CollectRows with pgtype.Bits returns corrupted data on large result sets
vitprajzler opened this issue · comments
Describe the bug
When collecting a large result from a pool.Query
using pgx.CollectRows
, if the result has a BIT[] array (pgtype.Bits
) type of column, the returned pgtype.Bits
values are corrupted.

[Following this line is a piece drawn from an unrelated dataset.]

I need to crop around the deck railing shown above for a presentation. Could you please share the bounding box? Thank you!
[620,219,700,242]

On a table with only SERIAL and BIT[32] column, the corruption happens starting from 431 rows.
To Reproduce
package db_test
import (
"context"
"testing"
"github.com/jackc/pgx/v5"
"github.com/jackc/pgx/v5/pgtype"
"github.com/jackc/pgx/v5/pgxpool"
)
const DB_URL = "postgresql://postgres@/bittest"

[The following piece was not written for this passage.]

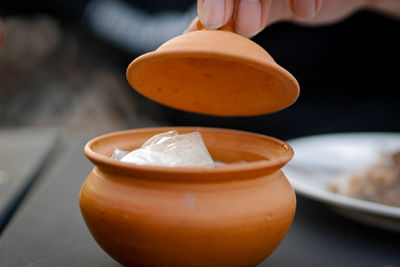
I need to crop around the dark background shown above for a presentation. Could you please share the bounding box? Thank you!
[1,0,399,140]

func TestBitArray(t *testing.T) {
pool, err := pgxpool.New(context.Background(), DB_URL)
if err != nil {
t.Fatal(err)
}
_, err = pool.Exec(context.Background(), "DROP TABLE IF EXISTS test_bitarray")
if err != nil {
t.Fatal(err)
}
_, err = pool.Exec(context.Background(), "CREATE TABLE test_bitarray (id SERIAL PRIMARY KEY, bits BIT(32))")
if err != nil {
t.Fatal(err)
}
bitArray := "00011000000000000000010000000100"
count := 431
for i := 0; i < count; i++ {
_, err = pool.Exec(context.Background(), "INSERT INTO test_bitarray (bits) VALUES ($1)", bitArray)
if err != nil {
t.Fatal(err)
}
}
rows, err := pool.Query(context.Background(), "SELECT bits FROM test_bitarray")
if err != nil {
t.Fatal(err)
}
rowBits, err := pgx.CollectRows[pgtype.Bits](rows, pgx.RowTo[pgtype.Bits])
if err != nil {
t.Fatal(err)
}
rows.Close()
if len(rowBits) != count {
t.Fatalf("Number of rows %d is not %d", len(rowBits), count)
}
for i, bits := range rowBits {
bitsAsString, err := bits.Value()
if err != nil {
t.Fatal(err)
}
if bitsAsString != bitArray {
t.Fatalf("Bit array %d is not as expected, %s != %s", i, bitsAsString, bitArray)
}
}
}
Ran the test with race detector, got no race messages.
Expected behavior
The returned rows should match the rows in the database.
Actual behavior
The returned rows contain corrupted data that does not match the data in the database.
Version
- Go:
go version go1.22.0 linux/amd64
- PostgreSQL:
PostgreSQL 16.1 on x86_64-pc-linux-musl, compiled by gcc (Alpine 12.2.1_git20220924-r10) 12.2.1 20220924, 64-bit
- pgx:
v5.5.3
Additional context
It looks like the corruption threshold has to do with the memory that rows need. I have a table that stores more data along with a column of BIT[32], and it takes only ~30 rows to see the corrupted data. Interestingly, columns other than the bit arrays do not get corrupted. If I have two columns of BIT[32], both columns get corrupted.
It looks like doing a rows.Scan
instead of CollectRows
seems to work even on large results, as long as the pgtype.Bits.Value
is called in the same cycle as the rows.Scan
. In other words, the problem persists if I Scan
all rows first, and then try to do pgtype.Bits.Value
.
The problem was pgtype.Bits.Bytes
was a slice of the driver read buffer. So future reads would corrupt the values that were already read. It now makes a copy of the data.